Selon les auteurs, même s’il n’existe actuellement pas de recommandation, tous les patients atteints de MV sont à risque de CIVL et doivent bénéficier d’un bilan sanguin associant une numération de la formule sanguine, un dosage de la prothrombine, du temps d’activation de la thromboplastine, des D-dimères et du fibrinogène. Un taux élevé de D-dimères signe la présence d’une CIVL avec un taux de spécificité élevé à 96,5% mais une sensibilité plus faible à 43,5%. Les auteurs soulignent que les formes extensives chez les adultes et l’enfant sont associées à une élévation des D-Dimères dans 42 à 58% des cas et 6 à 10% ont un taux de fibrinogène bas avec des plaquettes normales.

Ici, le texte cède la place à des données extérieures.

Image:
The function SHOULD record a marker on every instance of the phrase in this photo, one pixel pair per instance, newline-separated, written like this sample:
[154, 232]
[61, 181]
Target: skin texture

CORRELATION ENTRE L’AGE PEDIATRIQUE, L’ETENDUE DE LA MV ET LA PROGRESSION DE LA CIVL

S’il est admis que les MV étendues et les formes infiltrantes sont plus fréquemment associées à des désordres de la coagulation, peu de données existent sur les formes multifocales, les formes volumineuses et l’atteinte chez l’enfant. Une série de cas de 6 patients a suggéré qu’il existait une corrélation entre la progression de la CIVL et l’âge de l’enfant. Ainsi, plus la MV grossit, plus le risque de CIVL serait élevé mais le faible nombre de patients étudiés ne permet que de le suggérer. Une autre étude longitudinale, rétrospective, de 453 patients qui comparait deux périodes espacées de 8 ans de l’enfance à l’adolescence,  a montré que les MV étaient évolutives en terme de taille et de symptômes au fil des années. Néanmoins, le nombre exact de patients souffrant de CIVL n’a pas été analysé. Il apparait que l’âge de 12 ans est le moment où la croissance de la MV, les formes symptomatiques ou les complications sont les plus importantes. Les auteurs soulignent la possibilité de l’action des variations hormonales au cours de la puberté. Néanmoins, cette étude est limitée par sa nature rétrospective avec un manque d’analyse multivariée.

 TRAITEMENT DE LA CIVL

Il n’existe aucune recommandation sur la prise en charge de la CIVL dans les MV. La compression pourrait théoriquement avoir un bénéfice en diminuant la stase sanguine au sein de la MV notamment en cas d’atteinte des membres, et peut être associée à la sclérothérapie. Mais aucune donnée n’a validé cette théorie. L’usage des anti-agrégants plaquettaires et des antivitamines K n’a pas non plus démontré son efficacité dans la CIVL et ne modifie pas les taux de D-dimères. Quant à l’usage des héparines de bas poids moléculaire (HBPM), une étude prospective chez l’enfant a montré une légère diminution des taux de D-Dimères (sans pour autant les normaliser), mais le nombre de sujets étudiés était très faible. Pour autant, de nombreux auteurs s’accordent sur la nécessité d’utiliser les HBPM en pré et post thérapeutique de MV afin de prévenir une CIVL chez les sujets à haut risque de complications thromboemboliques. En effet, le groupe expert des Anomalies Vasculaires de la Société Américaine d’Hématologie et Oncologie Pédiatrique recommande un traitement par HBPM en pré et post sclérothérapie (au moins quinze jours avant et après) chez tous les sujets dont le taux de D-dimères est supérieur à cinq fois la normale. Les auteurs suggèrent de traiter la CIVL avant la sclérothérapie, mais également avant toute chirurgie ou traitement endoveineux de MV. L’usage des nouveaux anticoagulants n’est pas recommandé chez l’enfant. Enfin, l’utilisation de la rapamycine pour traiter les CIVL ne doit être envisagée qu’en dernier recours, car les événements indésirables sont importants et des études complémentaires sont nécessaires pour prouver son efficacité en cas de coagulopathie.

CONCLUSION :

Les CIVL sont donc fréquentes en cas de MV étendues et doivent être recherchées. Actuellement, seuls les HBPM ont démontré une relative efficacité même si des études complémentaires sont nécessaires.